Rain continued to douse Pakistan’s tour of England, but not before Tom Banton thrillingly placed himself in contention for next year’s T20 World Cup.
By making a sparkling 71 off 42 balls out of 109 while he was in the middle, the 21-year-old Banton – given his chance at the top of the order by an injury to Jason Roy – answered Eoin Morgan’s call for his fringe players to step up.
There were five sixes and plenty of outrageous improvisation in an innings which underlined why several good judges have compared him to Kevin Pietersen.
And though England later lost four for 14 in 19 balls to Pakistan’s spinners, before rain ended their innings – and ultimately the match – at 131 for six off 16.1 overs, the performance of Banton meant they could take heart from a gloomy evening in Manchester.
With Roy, Ben Stokes and Jos Buttler all missing this three-match series, England’s next-tier batsmen have a brief window of opportunity to persuade the selectors that they should feature in the back-to-back 20-over World Cups in 2021 in India and 2022 in Australia.

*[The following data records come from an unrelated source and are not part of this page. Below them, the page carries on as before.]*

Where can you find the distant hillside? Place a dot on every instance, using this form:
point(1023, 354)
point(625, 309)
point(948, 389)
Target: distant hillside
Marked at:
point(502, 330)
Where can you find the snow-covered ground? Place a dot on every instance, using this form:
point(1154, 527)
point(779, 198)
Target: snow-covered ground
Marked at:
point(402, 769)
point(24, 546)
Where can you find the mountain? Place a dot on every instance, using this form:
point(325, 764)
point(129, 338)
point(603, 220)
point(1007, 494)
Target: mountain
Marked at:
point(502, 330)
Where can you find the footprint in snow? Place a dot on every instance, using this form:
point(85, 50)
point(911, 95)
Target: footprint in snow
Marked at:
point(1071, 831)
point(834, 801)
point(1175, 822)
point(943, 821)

‘When it’s at full-strength, the white-ball team is good at the moment, so I’m probably not going to break into it,’ said Banton. ‘I’m just going to keep trying to score as many runs as possible and put the other guys under pressure.’
His only previous T20 appearances for England came in New Zealand in November, when three innings brought him a top score of 31 and only glimpses of the talent that have made him a favourite with Somerset fans.
And he admitted: ‘I was probably just short of a bit of confidence. They were my first games for England, and I was very nervous. This knock tonight has given me a bit more confidence that I can do it at this level. New Zealand was seven or eight months ago now, and I feel like I’ve grown as a cricketer.’
If he can keep growing at the same rate, England will have quite a player on their hands.
He started slowly after losing his opening partner Jonny Bairstow in the first over, caught low down by left-arm spinner Imad Wasim off his own bowling for two. And Banton might have gone cheaply himself, only for Iftikhar Ahmed to grass a simple chance at slip off the bowling of Shaheen Shah Afridi.
Five at the time, he moved gratefully, but cautiously, to 20 off 19 balls. And with Dawid Malan proceeding at a stately run a ball at the other end, England found themselves a modest 40 for one off seven overs after being invited to bat. It was the kind of start that needed someone to press the accelerator.
Banton, whose big hitting for Somerset has earned him an IPL contract with Kolkata Knight Riders, took responsibility. He slog-swept leg-spinner Shadab Khan’s first ball for six, then ramped seamer Haris Rauf over the wicketkeeper’s head for four – a shot more usually associated with Buttler.
Two more leg-side sixes followed in Shadab’s next over, and not even the run-out of Malan – who chanced a single to backward point that was never there, and trudged off for 23 – could slow Banton’s progress.
Having registered his first one-day international fifty against Ireland earlier in the month, he brought up his maiden T20 international fifty off just 33 balls, and celebrated by hitting Imad over deep midwicket for another six. And there was time for one more six – a cheeky pick-up off his toes over fine leg off Rauf – before he miscued Shadab and was caught at cover.
The trickiness of the surface – Banton described the bounce as ‘tennis-bally’ – was underlined by the struggles of those who followed him.
Morgan was leg-before to Iftikhar’s off-breaks for 14 as he missed a sweep. Then Moeen Ali was caught behind at the second attempt by Mohammad Rizwan for just eight off the bowling of Shadab. When Lewis Gregory, who was preferred to David Willey, was stumped in a flash off Imad, England were in trouble at 123 for six.
If they were grateful for the rain, they were doubly so for the performance of Banton.